In the following testcase load-PRE is not able to hoist the load of *x out of the loop because of the empty loop. int foo(int k, int *x) { int j=0; int res; do { for (int n=0;n<3;++n); res = *x; } while (++j<k); return res; }
Not only loads: int foo(int k, int b) { int j=0; int res; do { for (int n=0;n<3;++n); res = b+1; } while (++j<k); return res; } b+1 is not moved out of the outer loop. This looks like it would affect loop invariant motion in general for nested loops in case the invariants are computed after the inner loops.
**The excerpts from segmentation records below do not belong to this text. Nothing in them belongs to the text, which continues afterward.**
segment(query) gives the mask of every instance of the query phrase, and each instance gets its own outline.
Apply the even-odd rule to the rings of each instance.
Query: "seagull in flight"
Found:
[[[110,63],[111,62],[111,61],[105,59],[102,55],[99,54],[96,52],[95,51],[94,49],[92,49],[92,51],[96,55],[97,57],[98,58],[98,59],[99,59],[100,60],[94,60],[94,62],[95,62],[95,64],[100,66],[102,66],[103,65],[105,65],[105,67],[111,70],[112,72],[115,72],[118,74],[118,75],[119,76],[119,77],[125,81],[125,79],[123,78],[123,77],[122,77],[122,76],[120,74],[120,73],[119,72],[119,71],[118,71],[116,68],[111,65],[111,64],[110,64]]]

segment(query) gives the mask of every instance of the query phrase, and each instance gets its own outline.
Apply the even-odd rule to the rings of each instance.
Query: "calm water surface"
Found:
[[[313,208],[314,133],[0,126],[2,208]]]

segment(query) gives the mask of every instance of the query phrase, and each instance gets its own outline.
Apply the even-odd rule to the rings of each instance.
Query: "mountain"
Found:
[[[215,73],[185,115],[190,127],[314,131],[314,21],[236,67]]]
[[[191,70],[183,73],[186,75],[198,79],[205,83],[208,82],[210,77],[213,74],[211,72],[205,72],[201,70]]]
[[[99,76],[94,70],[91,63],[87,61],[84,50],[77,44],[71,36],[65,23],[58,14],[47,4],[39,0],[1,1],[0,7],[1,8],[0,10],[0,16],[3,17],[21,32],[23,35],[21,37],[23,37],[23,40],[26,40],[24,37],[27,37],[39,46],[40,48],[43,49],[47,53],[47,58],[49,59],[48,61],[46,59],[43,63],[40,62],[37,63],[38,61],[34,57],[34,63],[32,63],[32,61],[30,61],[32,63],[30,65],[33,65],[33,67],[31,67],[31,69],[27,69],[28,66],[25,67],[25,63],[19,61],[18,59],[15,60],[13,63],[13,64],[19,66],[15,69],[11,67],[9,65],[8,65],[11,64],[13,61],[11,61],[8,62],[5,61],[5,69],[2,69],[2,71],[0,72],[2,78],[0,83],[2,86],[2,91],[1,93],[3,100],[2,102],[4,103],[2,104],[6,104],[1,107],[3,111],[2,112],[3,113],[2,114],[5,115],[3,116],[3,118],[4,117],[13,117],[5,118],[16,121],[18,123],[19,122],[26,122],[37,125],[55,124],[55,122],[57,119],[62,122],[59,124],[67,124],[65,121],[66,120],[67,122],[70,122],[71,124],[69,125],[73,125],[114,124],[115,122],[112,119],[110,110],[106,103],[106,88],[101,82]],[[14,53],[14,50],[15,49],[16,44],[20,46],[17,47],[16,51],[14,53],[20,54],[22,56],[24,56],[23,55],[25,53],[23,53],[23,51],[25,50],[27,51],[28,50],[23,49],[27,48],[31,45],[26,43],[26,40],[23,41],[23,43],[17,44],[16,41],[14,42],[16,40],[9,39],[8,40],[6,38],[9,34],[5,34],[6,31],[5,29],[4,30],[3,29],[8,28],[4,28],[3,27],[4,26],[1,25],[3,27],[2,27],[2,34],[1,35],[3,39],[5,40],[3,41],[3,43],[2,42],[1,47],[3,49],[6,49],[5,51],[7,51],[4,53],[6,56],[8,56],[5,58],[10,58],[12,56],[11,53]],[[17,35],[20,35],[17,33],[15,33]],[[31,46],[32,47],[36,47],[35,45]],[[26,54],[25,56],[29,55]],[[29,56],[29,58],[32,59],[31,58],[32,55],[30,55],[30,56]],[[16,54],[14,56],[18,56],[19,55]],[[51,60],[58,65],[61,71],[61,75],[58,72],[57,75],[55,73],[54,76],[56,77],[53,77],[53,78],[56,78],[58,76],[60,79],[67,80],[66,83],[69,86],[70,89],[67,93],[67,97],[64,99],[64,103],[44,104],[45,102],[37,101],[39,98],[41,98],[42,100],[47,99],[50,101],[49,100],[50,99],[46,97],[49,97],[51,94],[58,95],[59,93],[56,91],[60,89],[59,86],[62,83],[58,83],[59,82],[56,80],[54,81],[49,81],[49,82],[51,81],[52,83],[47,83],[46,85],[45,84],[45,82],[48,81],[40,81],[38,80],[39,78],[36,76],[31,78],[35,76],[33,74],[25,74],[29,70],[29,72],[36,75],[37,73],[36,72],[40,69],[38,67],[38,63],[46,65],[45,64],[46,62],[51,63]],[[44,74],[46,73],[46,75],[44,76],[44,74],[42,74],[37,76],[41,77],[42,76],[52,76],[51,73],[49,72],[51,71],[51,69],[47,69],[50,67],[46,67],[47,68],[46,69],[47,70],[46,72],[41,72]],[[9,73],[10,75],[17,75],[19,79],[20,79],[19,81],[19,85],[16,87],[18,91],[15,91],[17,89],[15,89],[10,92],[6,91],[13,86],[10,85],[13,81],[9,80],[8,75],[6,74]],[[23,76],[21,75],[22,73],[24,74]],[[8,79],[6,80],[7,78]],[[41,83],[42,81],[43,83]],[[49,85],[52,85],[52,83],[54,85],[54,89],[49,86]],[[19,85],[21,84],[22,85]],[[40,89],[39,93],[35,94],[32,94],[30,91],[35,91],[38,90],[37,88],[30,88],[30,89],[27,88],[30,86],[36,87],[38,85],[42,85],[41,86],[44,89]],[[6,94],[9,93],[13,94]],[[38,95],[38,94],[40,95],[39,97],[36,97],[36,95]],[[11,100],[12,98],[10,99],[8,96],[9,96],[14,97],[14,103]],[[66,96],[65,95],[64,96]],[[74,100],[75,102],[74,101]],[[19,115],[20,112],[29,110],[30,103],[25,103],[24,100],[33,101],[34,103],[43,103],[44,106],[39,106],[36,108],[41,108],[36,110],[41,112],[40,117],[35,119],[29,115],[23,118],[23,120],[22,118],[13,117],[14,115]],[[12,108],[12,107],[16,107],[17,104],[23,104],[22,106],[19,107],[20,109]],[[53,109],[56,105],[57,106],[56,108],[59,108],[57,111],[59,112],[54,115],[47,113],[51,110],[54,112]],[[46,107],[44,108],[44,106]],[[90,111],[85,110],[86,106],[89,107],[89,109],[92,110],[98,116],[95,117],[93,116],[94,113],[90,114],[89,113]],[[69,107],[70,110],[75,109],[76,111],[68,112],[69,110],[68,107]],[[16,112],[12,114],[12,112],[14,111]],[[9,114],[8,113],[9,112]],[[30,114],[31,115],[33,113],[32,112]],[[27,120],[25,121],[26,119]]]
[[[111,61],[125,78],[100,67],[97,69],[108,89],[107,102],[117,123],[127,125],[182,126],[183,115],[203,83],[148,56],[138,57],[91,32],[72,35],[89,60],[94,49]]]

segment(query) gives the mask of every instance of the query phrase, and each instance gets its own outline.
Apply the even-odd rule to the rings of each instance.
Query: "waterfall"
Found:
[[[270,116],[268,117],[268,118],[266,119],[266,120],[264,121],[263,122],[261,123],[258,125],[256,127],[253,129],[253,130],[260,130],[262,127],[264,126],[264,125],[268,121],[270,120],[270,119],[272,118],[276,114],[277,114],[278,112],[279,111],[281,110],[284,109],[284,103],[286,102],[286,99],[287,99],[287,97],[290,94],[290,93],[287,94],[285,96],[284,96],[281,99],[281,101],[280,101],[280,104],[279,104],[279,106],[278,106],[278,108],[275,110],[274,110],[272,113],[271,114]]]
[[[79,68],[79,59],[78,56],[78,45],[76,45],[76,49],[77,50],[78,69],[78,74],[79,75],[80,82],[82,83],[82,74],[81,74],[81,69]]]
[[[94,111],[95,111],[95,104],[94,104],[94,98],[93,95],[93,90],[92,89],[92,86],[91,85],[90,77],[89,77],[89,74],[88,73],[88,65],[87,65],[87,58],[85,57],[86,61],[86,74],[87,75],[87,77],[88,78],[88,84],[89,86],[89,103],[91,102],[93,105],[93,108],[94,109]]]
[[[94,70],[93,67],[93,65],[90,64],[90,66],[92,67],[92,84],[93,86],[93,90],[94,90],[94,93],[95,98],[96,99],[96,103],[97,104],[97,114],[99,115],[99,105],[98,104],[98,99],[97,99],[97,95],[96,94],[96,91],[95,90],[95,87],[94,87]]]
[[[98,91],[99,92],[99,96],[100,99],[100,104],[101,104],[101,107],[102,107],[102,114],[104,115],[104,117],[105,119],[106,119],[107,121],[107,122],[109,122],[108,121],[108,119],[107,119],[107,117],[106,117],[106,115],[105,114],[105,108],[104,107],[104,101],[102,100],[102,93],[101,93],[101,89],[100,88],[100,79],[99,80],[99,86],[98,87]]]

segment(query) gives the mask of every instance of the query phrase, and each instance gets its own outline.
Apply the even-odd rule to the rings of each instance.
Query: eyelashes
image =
Is this how it is supposed to be?
The CFG looks like int foo(int, int) (k, b) { int pretmp.21; int n; int res; int j; # BLOCK 2 freq:367 # PRED: ENTRY [100.0%] (fallthru,exec) # SUCC: 3 [100.0%] (fallthru,exec) # BLOCK 3 freq:3333 # PRED: 2 [100.0%] (fallthru,exec) 8 [100.0%] (fallthru) # j_1 = PHI <0(2), j_7(8)>; <L0>:; # SUCC: 4 [100.0%] (fallthru,exec) # BLOCK 4 freq:10000 # PRED: 7 [100.0%] (fallthru) 3 [100.0%] (fallthru,exec) # n_13 = PHI <n_12(7), 0(3)>; <L1>:; n_12 = n_13 + 1; if (n_12 <= 2) goto <L10>; else goto <L3>; # SUCC: 7 [66.7%] (dfs_back,true,exec) 5 [33.3%] (loop_exit,false,exec) # BLOCK 7 freq:6667 # PRED: 4 [66.7%] (dfs_back,true,exec) <L10>:; goto <bb 4> (<L1>); # SUCC: 4 [100.0%] (fallthru) # BLOCK 5 freq:3333 # PRED: 4 [33.3%] (loop_exit,false,exec) <L3>:; res_6 = b_5 + 1; j_7 = j_1 + 1; if (j_7 < k_8) goto <L11>; else goto <L4>; # SUCC: 8 [89.0%] (dfs_back,true,exec) 6 [11.0%] (loop_exit,false,exec) # BLOCK 8 freq:2966 # PRED: 5 [89.0%] (dfs_back,true,exec) <L11>:; goto <bb 3> (<L0>); # SUCC: 3 [100.0%] (fallthru) # BLOCK 6 freq:367 # PRED: 5 [11.0%] (loop_exit,false,exec) <L4>:; return res_6; # SUCC: EXIT [100.0%] } where block #7 is the problematic one because ANTIC_IN of it never get's the value handle for b+1.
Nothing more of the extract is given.